Securing a Generative AI Chatbot on AWS: Part 3 Prompt Manipulation
How attackers hijack your AI’s instructions - and how Amazon Bedrock Guardrails stops them
‼️ This blog is part of a three-part series where we explore, attack, and secure a real generative AI chatbot application running on AWS.In Part 2, we looked at insecure plugins what happens when the code behind the AI hands out data to anyone who asks, regardless of their role. The fix was to move access control out of the AI and into the application code, where it becomes deterministic and cannot be bypassed through conversation.
Part 3 is about a different kind of threat. One that does not target the plugin code at all. It targets the AI itself by manipulating the instructions it has been given.
What is prompt manipulation?
Every GenAI application gives the language model a set of instructions at the start of each conversation. These are called the system prompt, and they define how the model should behave what it can talk about, how it should respond, what it should refuse. The entire personality and behaviour of the chatbot is defined here.
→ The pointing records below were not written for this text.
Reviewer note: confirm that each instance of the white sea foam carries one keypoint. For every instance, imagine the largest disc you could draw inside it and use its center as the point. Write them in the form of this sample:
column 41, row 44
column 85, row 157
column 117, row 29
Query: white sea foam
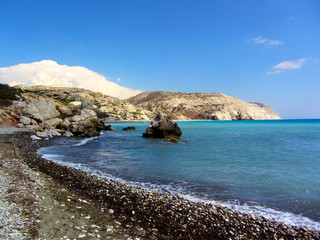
column 287, row 218
column 269, row 213
column 85, row 141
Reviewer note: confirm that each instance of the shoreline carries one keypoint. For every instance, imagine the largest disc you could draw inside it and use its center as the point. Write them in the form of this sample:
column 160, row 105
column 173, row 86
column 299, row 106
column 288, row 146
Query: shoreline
column 157, row 216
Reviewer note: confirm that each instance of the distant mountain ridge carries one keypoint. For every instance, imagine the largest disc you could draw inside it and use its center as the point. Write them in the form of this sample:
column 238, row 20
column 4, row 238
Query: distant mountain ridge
column 214, row 106
column 144, row 106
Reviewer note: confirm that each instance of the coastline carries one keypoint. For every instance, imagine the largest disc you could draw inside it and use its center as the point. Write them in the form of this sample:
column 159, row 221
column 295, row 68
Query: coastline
column 145, row 214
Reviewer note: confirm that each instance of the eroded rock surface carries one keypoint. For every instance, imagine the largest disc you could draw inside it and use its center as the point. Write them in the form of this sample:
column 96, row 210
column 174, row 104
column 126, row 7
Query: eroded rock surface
column 162, row 127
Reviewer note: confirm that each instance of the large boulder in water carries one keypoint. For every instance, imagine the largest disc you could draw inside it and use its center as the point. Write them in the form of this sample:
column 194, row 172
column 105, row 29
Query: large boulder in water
column 40, row 109
column 163, row 127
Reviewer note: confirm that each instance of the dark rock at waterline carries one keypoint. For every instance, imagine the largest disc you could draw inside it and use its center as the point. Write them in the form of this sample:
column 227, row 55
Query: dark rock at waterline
column 129, row 128
column 86, row 124
column 108, row 128
column 162, row 127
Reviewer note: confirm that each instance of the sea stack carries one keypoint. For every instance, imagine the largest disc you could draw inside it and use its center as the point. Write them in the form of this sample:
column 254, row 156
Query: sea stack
column 162, row 127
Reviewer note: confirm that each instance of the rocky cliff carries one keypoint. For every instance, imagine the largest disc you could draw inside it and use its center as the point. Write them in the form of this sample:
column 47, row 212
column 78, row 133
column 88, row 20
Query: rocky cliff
column 214, row 106
column 69, row 101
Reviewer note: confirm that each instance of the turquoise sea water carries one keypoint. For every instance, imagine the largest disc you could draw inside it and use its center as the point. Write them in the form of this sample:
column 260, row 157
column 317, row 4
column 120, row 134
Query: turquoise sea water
column 269, row 168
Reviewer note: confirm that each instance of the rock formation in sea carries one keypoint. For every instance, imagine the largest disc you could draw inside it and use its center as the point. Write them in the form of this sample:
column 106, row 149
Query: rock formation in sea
column 214, row 106
column 162, row 127
column 55, row 111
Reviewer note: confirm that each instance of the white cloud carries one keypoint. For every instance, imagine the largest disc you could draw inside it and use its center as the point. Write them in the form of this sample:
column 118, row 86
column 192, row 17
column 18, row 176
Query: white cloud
column 48, row 72
column 286, row 65
column 291, row 64
column 265, row 41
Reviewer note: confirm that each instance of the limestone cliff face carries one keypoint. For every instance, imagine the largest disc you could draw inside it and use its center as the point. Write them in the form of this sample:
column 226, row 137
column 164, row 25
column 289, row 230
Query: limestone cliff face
column 69, row 101
column 214, row 106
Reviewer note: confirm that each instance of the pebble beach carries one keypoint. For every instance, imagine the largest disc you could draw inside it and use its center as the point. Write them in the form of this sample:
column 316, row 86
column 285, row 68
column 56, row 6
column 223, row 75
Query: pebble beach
column 40, row 199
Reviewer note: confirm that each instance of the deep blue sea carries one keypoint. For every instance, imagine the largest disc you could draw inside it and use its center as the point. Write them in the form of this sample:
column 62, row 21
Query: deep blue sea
column 269, row 168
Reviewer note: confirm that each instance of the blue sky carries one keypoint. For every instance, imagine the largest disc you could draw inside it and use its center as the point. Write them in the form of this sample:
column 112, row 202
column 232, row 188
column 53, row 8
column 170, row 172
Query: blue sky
column 263, row 51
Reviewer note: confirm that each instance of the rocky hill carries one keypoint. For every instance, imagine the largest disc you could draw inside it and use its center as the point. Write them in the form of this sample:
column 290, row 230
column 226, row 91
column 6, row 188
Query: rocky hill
column 69, row 100
column 214, row 106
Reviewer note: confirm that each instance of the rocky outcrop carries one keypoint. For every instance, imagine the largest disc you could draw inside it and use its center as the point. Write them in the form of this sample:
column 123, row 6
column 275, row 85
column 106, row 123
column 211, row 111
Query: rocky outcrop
column 130, row 128
column 86, row 124
column 162, row 127
column 40, row 109
column 70, row 101
column 213, row 106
Prompt manipulation also known as prompt injection, documented as OWASP LLM01:2025 is the act of crafting user inputs that cause the model to ignore or override those instructions. The attacker is not breaking into the system. They are having a conversation with it. But the conversation is designed to make the AI forget its rules and do something it was never supposed to do.
This can happen in two ways. Direct prompt injection is when the attacker types the malicious input themselves into the chat interface. Indirect prompt injection is more subtle the malicious instructions are embedded in a document, a webpage, or an image that the AI reads as part of answering a legitimate question. The AI processes the content and unknowingly follows the instructions hidden within it.
The consequences range from the AI revealing information it was instructed to keep confidential, to generating harmful or misleading content, to taking actions on behalf of the user that were never requested. In a healthcare context, any of these outcomes carries real risk.
it is worth getting some hands-on intuition for how prompt injection actually works. Prompt Airlines is a free, safe sandbox specifically built for this it simulates a customer service chatbot and challenges you to manipulate it through crafted prompts. No setup, no risk, just a practical feel for how these attacks work in practice. - Curtsey of Wiz.
Protect - configuring Amazon Bedrock Guardrails
Amazon Bedrock Guardrails is a native AWS service that sits between the user and the language model, evaluating every input and output against a set of configurable policies. One of those policies is specifically designed to detect and block prompt injection attacks it analyses the structure and intent of incoming messages to identify attempts to override or manipulate the model’s instructions.
The process has two parts: creating the guardrail, and attaching it to the Bedrock Agent.
Creating the guardrail involves configuring the prompt attack filter setting the sensitivity level and defining what the guardrail should do when it detects an injection attempt (block the request and return a safe fallback response, rather than passing it to the model).
Attaching it to the agent means that every request flowing through the chatbot application is automatically evaluated by the guardrail before it reaches the model. No changes to the application code are needed. The protection is applied at the infrastructure layer.
Custom AWS Config Rule Using Lambda
The code below represents a custom AWS Lambda function that acts as the engine behind the AWS Config rule. When Config triggers an evaluation, this is the function that runs. It iterates through every active Bedrock Agent in the account, checks whether a guardrail is attached, and then inspects that guardrail's configuration to confirm the prompt attack filter is not just present but actually set to block. The result of each check compliant or non-compliant is reported back to AWS Config, which surfaces it in the console and can trigger alerts or remediation workflows from there.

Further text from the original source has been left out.